Boguslaw trat rasch auf sie zu und bot ihr seinen Arm an.

»Ich traue meinen Augen nicht,« begann er, indem er sie zur Tafel führte, »sagen Sie, reizende Göttin, welches Wunder hat Sie vom Olymp nach Kiejdane geführt?«

»Ich bin nur ein einfaches Schlachtschitzenmädchen und keine Göttin. – Ich kann die Worte Euer Durchlaucht nur für eine übertriebene Liebenswürdigkeit halten.«

»Wie schade, daß in diesem Saale kein Spiegel ist, sonst könnten Sie sehen, daß ich absolut nicht übertreibe.«

Er neigte seinen Kopf zu ihr herab, und Alexandra sah seine großen, schwarzen, funkelnden Augen. Sie wurde rot und wich etwas zurück: sie fühlte, daß Boguslaw ihren Arm leicht an sein Herz drückte.

Bei Tisch nahm er den Platz neben ihr ein, und man konnte beobachten, daß ihre Schönheit wirklich einen großen Eindruck auf ihn machte. Er hatte geglaubt, ein gesundes, rotbackiges, einfaches Fräulein zu sehen, und fand eine stolze Panna, in deren Augen sich ein reifer Geist und ein unbezwinglicher Wille wiederspiegelten.
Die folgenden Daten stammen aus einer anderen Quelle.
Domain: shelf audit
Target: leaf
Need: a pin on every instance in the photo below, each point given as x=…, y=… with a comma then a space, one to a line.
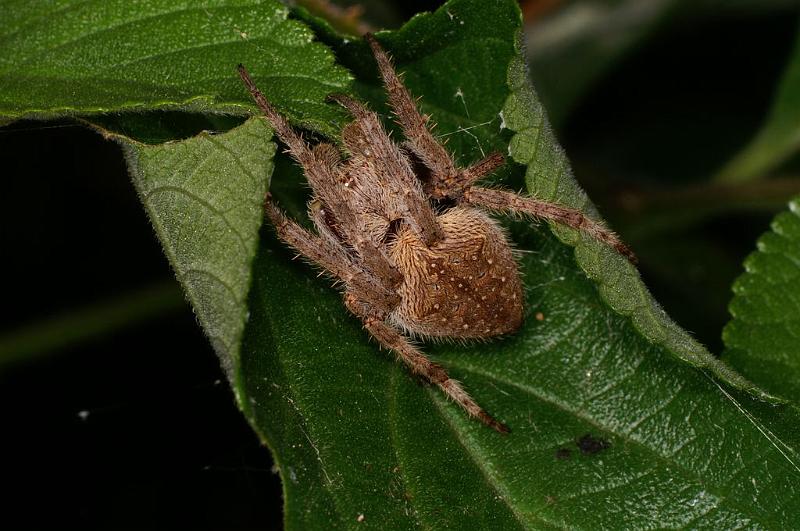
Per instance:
x=611, y=426
x=571, y=49
x=762, y=338
x=204, y=197
x=89, y=57
x=779, y=136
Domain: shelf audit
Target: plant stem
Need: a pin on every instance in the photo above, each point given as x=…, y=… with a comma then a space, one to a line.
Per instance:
x=74, y=327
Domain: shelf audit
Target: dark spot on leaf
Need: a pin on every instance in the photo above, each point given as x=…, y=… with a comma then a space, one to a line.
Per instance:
x=562, y=454
x=589, y=445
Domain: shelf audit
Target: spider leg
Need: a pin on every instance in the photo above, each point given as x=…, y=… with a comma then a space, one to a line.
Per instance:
x=417, y=362
x=320, y=166
x=419, y=139
x=333, y=259
x=501, y=200
x=367, y=141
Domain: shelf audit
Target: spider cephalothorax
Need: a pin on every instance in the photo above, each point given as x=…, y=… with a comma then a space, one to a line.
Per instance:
x=406, y=268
Eine Gestalt voll von jenem Reize, der unwillkürlich alle Herzen gewinnt. Gleichzeitig aber zeigte sie eine solche Unnahbarkeit und Würde, daß Boguslaw wider Willen dachte: »Ich habe viel zu früh ihren Arm an mich gepreßt; bei solchen darf man sich nicht überstürzen.«

Trotzdem schwor er sich, ihr Herz zu erobern, und mit einer wilden Freude empfand er die Wonne des Augenblickes, wo diese jungfräuliche Reinheit und Majestät sich seinem Willen beugen würde. Auf dem Wege zu diesem Ziele stand die drohende Gestalt Kmicic', und gerade das spornte den selbstsicheren Ritter noch mehr an.

Das Gespräch an der Tafel wurde allgemein und endete in einem Chor von Lobhymnen, die man dem Fürsten Boguslaw sang. Der glänzende Ritter hörte alles dies lächelnd ohne die geringste Spur von Genugtuung an; er nahm jedes Lob wie etwas Alltägliches und Allbekanntes entgegen. Die Namen der Fürsten, Marquis und Grafen, die er im Zweikampfe besiegt hatte, ertönten unausgesetzt bei der Tafel. Die Zuhörer staunten, Boguslaw schien gleichgültig, aber Fürst Janusz strich mit einem zufriedenen Lächeln seinen langen Schnurrbart.

»Soldaten interessieren sich natürlich am meisten für die Zweikämpfe, wir Frauen aber würden gern von anderen Siegen Eurer Durchlaucht hören. Soviele Gerüchte darüber drangen schon zu unseren Ohren!« sagte Pani Korf.

»Das ist alles nicht wahr, alles nicht wahr. Richtig allein ist, daß man für mich eine Braut freien wollte. – Ihre Majestät die Königin von Frankreich war so gnädig –«

»Die Prinzeß de Rohan,« unterbrach ihn Janusz.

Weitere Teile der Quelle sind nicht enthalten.